Consider who is proposing such an experiment. QED. 03:10, 26 August 2013 (UTC)

Subjectivism is the provenance of earth-scientists and the devout. But god preserve us from the devout earth-scientists. (That's the thing about god, he's the only one who can get the monkey off your back.)

I used Google News BEFORE it was clickbait (talk) 21:04, 23 January 2015 (UTC)

The Bible, duh! Alpha (talk) 00:22, 1 January 2014 (UTC)
I'm sure you can find not one but several definitions of god with experimental evidence. Of course, this says more about how vague definitions of god are that about the god. -- Hkmaly (talk) 00:06, 25 April 2014 (UTC)
Agreed. There are no proof that no god exist, only some proof that certain definition of god cannot be true. Arifsaha (talk) 20:49, 28 October 2014 (UTC)

Oddly considering Paul was Jewish (as was Jesus) most Christian versions of the bible have slanted their beliefs to allow a comma after the word father in the verse quoted. Just found out that so do Unitarian bibles. Does Jewish have commas?

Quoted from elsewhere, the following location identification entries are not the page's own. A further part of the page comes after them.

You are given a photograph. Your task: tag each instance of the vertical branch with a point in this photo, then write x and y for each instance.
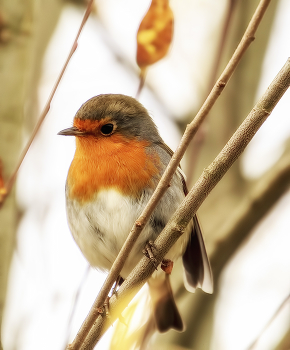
(47, 105)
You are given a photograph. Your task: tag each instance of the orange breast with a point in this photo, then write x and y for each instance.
(111, 162)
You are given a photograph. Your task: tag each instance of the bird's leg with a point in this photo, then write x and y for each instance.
(117, 284)
(167, 266)
(149, 254)
(106, 306)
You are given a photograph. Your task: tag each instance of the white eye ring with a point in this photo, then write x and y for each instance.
(107, 129)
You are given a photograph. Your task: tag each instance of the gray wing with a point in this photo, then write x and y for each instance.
(197, 269)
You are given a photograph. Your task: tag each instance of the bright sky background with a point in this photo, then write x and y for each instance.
(48, 267)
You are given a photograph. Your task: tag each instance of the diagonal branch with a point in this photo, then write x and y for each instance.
(12, 179)
(191, 129)
(179, 221)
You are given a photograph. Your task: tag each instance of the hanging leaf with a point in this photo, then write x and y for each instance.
(154, 34)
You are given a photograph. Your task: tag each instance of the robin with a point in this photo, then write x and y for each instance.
(119, 159)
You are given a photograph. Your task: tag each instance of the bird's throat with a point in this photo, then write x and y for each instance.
(111, 163)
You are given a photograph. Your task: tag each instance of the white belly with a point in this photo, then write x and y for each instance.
(101, 227)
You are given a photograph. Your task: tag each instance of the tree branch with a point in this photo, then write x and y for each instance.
(179, 221)
(12, 179)
(191, 129)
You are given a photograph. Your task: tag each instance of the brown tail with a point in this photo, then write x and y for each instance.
(165, 310)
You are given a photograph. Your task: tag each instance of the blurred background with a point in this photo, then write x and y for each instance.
(245, 220)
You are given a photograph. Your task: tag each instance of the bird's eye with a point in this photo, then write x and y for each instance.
(107, 129)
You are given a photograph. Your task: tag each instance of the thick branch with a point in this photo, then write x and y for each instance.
(169, 172)
(240, 223)
(207, 181)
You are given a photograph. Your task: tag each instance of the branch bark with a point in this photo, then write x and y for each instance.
(237, 229)
(191, 130)
(12, 178)
(179, 221)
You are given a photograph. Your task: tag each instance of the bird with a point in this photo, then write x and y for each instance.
(118, 162)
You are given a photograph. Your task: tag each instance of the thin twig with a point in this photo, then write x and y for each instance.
(74, 304)
(280, 308)
(179, 221)
(12, 179)
(191, 129)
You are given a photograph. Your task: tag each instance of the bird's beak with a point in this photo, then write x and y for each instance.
(73, 131)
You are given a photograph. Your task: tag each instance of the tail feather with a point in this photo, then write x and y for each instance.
(196, 264)
(165, 310)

With a large "if I'm remembering right" first... The relevant book of the Bible was written in Greek. They didn't even put spaces between words, much less use punctuation, but why would that make it strange for commas to be used in English translations? 17:47, 5 September 2015 (UTC)

The play on the quote in the comic is that it is plus or minus Jesus as god in that verse. Rather a loaded quote from a trained lawyer!


I used Google News BEFORE it was clickbait (talk) 21:04, 23 January 2015 (UTC)

Assuming you mean the quote from Corinthians, that's in the New Testament only. Jews don't have that book at all.-- 02:19, 5 February 2015 (UTC)
While all three of these are Abrahamic religions, and as such have some overlap in their beliefs and texts, combining them all into one religion would be far from a simple process….

I dunno, it seems to have worked for the Orange Catholics in Dune. -- KarMann (talk) 11:38, 19 November 2021 (UTC)

Messianic Judaism is a thing, so Judaism and Christianity have already been combined. So really, you just need to figure out how to combine Messianic Judaism and Islam. Now, basically every follower of any Abrahamic religion will inevitably consider the hybrid religion to be heretical... 20:24, 31 January 2024 (UTC)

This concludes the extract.